Jodie spun him to face her. She shook him hard. “God sake! You have to help it. You can’t be like that and expect to be happy about it.”
* * *
Mungo went to the rear of the meeting room and slid down the tall iron radiator. The hot fins felt good against the bruising. The welts had not started to shrink yet, but they had stopped blooming their terrible purple flowers, and Jodie had said that was a good sign.
The warmth of the radiator spread through him, it made a deep clanging sound and a constant hissing that lulled him into a state of sleepwalking. From the floor he could see under the tideline of the plastic seats. He watched the members’ legs fidget anxiously with boredom or fresh shakes. Some of the alcoholics were eager for the meeting to be over, others were worried about what would happen when it was. Faces turned to one another as they said the final benediction. The meeting adjourned, and the fellowship gathered around the urn and passed around plates of gammon sandwiches.

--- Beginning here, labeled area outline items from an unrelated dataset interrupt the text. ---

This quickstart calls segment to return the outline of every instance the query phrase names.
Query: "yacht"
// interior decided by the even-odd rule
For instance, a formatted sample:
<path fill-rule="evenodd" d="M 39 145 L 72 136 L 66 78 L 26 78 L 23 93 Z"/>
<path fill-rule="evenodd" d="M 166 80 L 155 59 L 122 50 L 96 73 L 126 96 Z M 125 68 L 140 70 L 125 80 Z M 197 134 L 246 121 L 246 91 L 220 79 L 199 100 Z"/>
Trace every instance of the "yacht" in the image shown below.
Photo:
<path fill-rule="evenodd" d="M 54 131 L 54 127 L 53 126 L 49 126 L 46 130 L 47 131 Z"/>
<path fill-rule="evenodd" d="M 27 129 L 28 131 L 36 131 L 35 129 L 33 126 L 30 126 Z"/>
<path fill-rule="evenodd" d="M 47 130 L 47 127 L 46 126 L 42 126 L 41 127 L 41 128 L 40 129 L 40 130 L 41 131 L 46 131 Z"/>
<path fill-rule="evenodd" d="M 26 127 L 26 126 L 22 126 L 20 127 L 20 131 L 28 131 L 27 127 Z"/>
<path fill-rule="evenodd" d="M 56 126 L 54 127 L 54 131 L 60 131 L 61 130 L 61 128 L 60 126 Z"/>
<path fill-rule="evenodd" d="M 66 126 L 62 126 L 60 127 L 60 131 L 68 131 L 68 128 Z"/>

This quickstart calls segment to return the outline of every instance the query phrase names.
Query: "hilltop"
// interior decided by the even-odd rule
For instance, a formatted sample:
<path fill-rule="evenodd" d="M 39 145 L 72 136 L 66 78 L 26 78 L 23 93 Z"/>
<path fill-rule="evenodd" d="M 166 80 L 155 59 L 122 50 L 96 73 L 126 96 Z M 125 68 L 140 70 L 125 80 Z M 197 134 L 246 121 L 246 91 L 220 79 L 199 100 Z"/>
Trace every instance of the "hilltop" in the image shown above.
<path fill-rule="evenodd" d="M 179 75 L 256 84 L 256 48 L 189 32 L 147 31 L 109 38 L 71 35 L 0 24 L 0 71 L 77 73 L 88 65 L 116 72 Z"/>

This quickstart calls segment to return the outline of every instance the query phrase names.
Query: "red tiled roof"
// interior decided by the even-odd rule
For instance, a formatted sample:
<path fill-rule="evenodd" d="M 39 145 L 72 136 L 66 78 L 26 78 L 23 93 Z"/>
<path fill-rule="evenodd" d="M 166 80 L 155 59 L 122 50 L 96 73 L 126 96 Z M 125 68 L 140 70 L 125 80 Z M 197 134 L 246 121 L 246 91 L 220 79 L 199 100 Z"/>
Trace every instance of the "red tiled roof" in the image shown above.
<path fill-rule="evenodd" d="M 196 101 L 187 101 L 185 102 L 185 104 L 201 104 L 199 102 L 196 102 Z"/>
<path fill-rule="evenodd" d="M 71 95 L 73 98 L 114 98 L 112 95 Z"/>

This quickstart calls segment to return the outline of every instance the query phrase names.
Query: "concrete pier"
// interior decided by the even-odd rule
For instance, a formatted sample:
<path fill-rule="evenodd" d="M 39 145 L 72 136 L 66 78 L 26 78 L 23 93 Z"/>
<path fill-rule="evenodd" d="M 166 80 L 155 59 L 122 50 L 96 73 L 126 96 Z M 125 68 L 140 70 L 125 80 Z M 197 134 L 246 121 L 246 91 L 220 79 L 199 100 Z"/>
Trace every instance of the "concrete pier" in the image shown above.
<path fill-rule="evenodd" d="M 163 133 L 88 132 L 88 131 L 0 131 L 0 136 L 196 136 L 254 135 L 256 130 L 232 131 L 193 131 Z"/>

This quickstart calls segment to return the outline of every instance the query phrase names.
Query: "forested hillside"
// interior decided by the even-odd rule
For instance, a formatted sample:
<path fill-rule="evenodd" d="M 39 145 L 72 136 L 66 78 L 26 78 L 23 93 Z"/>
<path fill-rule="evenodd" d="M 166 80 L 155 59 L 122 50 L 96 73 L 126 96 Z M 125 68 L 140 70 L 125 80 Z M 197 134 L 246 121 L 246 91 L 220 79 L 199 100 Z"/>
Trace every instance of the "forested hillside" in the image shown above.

They congregated in groups of four or five and shared their news. Mungo couldn’t hear what they were saying, but he appreciated the way they laid hands on each other’s arms, and when they spoke, he liked how everyone listened and seemed to feel it deeply in their own bones. It was a funny thing to observe; near strangers who had shared some of their deepest shames, their most vulnerable moments, were now gathering to make small talk about the weather or if Cranhill-Cathy would make it to the regionals in the ladies curling tournament. They had told the most heartbreaking truths, and now in the space of twenty minutes, they were laughing about Hyacinth Bucket.
Mo-Maw was near the front stage. She chatted with Mount Ellen-Ellen, a woman more mean-mouthed than herself, and occasionally they looked over to Mungo and shook their heads. The circles half-rotated as though dancing a lazy ceilidh and two new members joined the pair of women. They were shaking hands and making small talk about nothing in particular: different sides of the city, how meetings in other schemes compared to this one, how the top table here did a great job in making everyone feel like family. Family, Mungo thought, whose real names Mo-Maw would never know.
He watched Mo-Maw pick the flatness out of her perm, running her eyes appraisingly up and down the new men, ladling them both equal amounts of charm, until she knew which one liked her soup best.
Mungo had never seen the men before, but he had seen the likes of them. The older man seemed to like Mo-Maw. He kept leaning closer to her and smoothing his thin hair across his waxen head. The younger man was more out of place. He seemed only a few years older than Hamish, and by the way he took pride in his appearance Mungo could see the drink had not yet brought him so low. His trainers were a painful white, and his hair was gelled forward and cut in a short Caesar cut.
Every-Other-Wednesday joined the circle. She shook hands with the new members and was swatting at the younger man in a girlish fashion. He was not returning her flirtations. Mungo watched her put her hand on Mo-Maw’s arm and say something about the hot tea that made Mo-Maw shake her head. As one, the alcoholics all turned and looked in Mungo’s direction.
Just as swiftly they closed their backs to him in a wall. He knew Mo-Maw was pumping them for sympathy, sharing his supposed shame at the hands of the Catholic boy, explaining how he was not turning out right, and as a single parent, a woman, she did not know what to do about it. The men nodded a well-timed poor you, and it travelled along the wall like a Mexican wave. The younger man, the one with the Caesar haircut, mimed a long fishing rod that he flicked out over the linoleum tiles. Mo-Maw scratched at her perm again. Then she nodded once. Okay, she was agreeing, if it would be no bother.
No bother at all. They shrugged and then they were all laughing like old friends.